Putin-Politiker geht auf Organisation los

Nach Unesco-Austritt: Russland plant Tourismusprojekte in besetzten Ukraine-Gebieten

  • Erkan Pehlivan
    VonErkan Pehlivan
    schließen

Russland fühlt sich von der Unesco an den Pranger gestellt – und droht mit Austritt. Der Nebeneffekt: Der Tourismus in geschützten Gebieten wird angekurbelt.

Moskau – Russland ist die permanenten Zurechtweisungen auf internationaler Bühne leid. Deswegen werden Stimmen laut, die einen Austritt aus der Unesco fordern. Die Organisation der Vereinten Nationen für Bildung, Wissenschaft, Kultur und Kommunikation habe ihre Aktivitäten stark politisiert, kritisierte der stellvertretende Sprecher der Staatsduma, Pjotr Tolstoi, in seinem Telegramm-Kanal. „Zusammenarbeit ist eine Sache, aber blindes Befolgen von Edikten eine ganz andere“, wetterte er.

Seine Kritik münzte er neben der Unesco auch auf die Weltgesundheitsorganisation WHO und auf das Internationale Olympische Komitee (IOC). „In solchen internationalen Organisationen sollten wir unsere wirtschaftlichen und geopolitischen Interessen verteidigen und nicht durch unsere Teilnahme die Meinung des westlichen Establishments darüber unterstützen, was Russland tun kann und was nicht“, stellte Tolstoi klar.

Wegen Kritik am Ukraine-Krieg: Russland plant Austritt aus Unesco

Die ukrainische Schwarzmeerstadt Odessa war im Januar in die Unesco-Liste des Weltkulturerbes aufgenommen worden. „Nun, wir verstehen, wozu das geschehen ist“, bemerkte er. Gleichzeitig „war die Unesco nicht an den zerstörten Klöstern im Donbass interessiert“, kritisierte Tolstoi.
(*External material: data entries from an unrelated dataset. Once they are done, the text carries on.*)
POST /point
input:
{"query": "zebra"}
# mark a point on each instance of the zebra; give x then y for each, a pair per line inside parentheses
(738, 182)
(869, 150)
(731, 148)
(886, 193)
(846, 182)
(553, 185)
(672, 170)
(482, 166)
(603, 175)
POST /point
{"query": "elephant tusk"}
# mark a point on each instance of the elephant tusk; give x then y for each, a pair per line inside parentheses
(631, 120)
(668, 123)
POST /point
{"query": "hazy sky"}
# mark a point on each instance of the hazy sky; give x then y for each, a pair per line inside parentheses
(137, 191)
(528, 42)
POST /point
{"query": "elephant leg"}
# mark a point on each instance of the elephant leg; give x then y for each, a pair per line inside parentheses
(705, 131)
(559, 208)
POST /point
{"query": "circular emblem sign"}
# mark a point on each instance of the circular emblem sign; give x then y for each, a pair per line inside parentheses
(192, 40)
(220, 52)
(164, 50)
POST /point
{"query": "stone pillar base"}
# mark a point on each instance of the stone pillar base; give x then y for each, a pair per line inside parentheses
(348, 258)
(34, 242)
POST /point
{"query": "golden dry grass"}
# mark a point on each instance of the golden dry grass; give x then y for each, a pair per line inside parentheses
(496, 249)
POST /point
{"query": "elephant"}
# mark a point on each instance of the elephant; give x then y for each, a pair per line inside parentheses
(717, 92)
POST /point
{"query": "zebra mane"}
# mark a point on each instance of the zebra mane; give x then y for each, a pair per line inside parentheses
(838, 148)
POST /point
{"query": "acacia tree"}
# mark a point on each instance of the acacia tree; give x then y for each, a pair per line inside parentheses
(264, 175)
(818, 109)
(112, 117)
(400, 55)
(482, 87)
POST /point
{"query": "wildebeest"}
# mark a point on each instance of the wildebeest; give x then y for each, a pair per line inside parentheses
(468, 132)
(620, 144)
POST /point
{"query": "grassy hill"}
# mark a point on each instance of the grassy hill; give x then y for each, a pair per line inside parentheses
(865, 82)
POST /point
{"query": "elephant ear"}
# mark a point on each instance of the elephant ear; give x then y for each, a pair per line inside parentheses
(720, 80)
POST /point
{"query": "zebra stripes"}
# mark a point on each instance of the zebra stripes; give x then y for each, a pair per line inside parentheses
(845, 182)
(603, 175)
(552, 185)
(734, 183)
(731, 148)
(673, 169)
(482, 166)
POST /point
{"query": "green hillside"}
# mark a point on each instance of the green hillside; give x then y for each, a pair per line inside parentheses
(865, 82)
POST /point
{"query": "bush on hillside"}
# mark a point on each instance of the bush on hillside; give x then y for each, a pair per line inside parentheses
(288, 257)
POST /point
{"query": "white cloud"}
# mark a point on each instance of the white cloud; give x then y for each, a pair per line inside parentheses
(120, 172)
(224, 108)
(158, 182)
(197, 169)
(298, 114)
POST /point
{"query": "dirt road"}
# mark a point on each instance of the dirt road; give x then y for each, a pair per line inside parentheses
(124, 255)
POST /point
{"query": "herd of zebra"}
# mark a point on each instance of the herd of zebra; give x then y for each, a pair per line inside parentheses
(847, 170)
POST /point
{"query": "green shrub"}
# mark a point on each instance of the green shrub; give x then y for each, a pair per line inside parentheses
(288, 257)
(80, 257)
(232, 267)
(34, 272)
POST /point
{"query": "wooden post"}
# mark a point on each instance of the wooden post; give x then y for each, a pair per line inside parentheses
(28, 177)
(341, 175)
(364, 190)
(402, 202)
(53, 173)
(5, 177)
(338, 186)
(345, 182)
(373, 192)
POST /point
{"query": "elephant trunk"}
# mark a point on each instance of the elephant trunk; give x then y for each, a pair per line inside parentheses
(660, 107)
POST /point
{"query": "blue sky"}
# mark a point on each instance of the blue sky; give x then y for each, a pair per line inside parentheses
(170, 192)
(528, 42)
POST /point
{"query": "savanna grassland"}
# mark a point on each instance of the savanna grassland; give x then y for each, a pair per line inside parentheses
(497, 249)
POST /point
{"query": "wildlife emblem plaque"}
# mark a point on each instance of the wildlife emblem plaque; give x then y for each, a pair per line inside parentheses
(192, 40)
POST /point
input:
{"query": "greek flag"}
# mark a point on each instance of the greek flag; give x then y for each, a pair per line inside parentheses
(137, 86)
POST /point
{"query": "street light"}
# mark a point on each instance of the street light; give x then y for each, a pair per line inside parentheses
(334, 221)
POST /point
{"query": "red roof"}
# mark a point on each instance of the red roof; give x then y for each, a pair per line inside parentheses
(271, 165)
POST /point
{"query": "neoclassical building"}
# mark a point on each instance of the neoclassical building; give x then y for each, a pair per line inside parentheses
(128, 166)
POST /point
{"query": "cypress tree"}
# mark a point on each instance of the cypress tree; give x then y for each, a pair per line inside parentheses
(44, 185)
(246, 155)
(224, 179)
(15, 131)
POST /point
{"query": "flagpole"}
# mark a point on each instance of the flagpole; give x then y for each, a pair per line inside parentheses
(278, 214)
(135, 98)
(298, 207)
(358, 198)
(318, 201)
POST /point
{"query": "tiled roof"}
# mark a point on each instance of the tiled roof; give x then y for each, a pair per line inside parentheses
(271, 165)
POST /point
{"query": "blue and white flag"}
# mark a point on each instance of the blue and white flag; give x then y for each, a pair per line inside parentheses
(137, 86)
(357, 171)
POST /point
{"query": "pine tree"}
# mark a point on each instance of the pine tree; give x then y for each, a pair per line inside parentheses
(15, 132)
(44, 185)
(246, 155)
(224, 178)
Zudem sei Russland für die touristische Erschließung des Baikalsees und Kamschatkas gerügt worden. Tolstoi erinnert daran, dass die USA und Israel nicht davor zurückgeschreckt sind, sich aus der UNESCO zurückziehen, „um ihre nationalen Interessen zu wahren“.

Russland will aus der UNESCO austreten.

Russland will Baikalsee zu Tourismusgebiet umbauen

Am 12. Juli hatte die Staatsduma einem Gesetzesentwurf zugestimmt, der eine Bebauung am Baikalsee erlauben soll. Die Verfasser des Dokuments schlagen darin vor, den Bau von Straßen, Kläranlagen, kommunalen Einrichtungen, Cafés, Restaurants und Toiletten zuzulassen – mit dem Argument, sich um die Anwohner zu kümmern und dass „das Leben nicht stillsteht“, berichtet die russische Tageszeitung Kommersant.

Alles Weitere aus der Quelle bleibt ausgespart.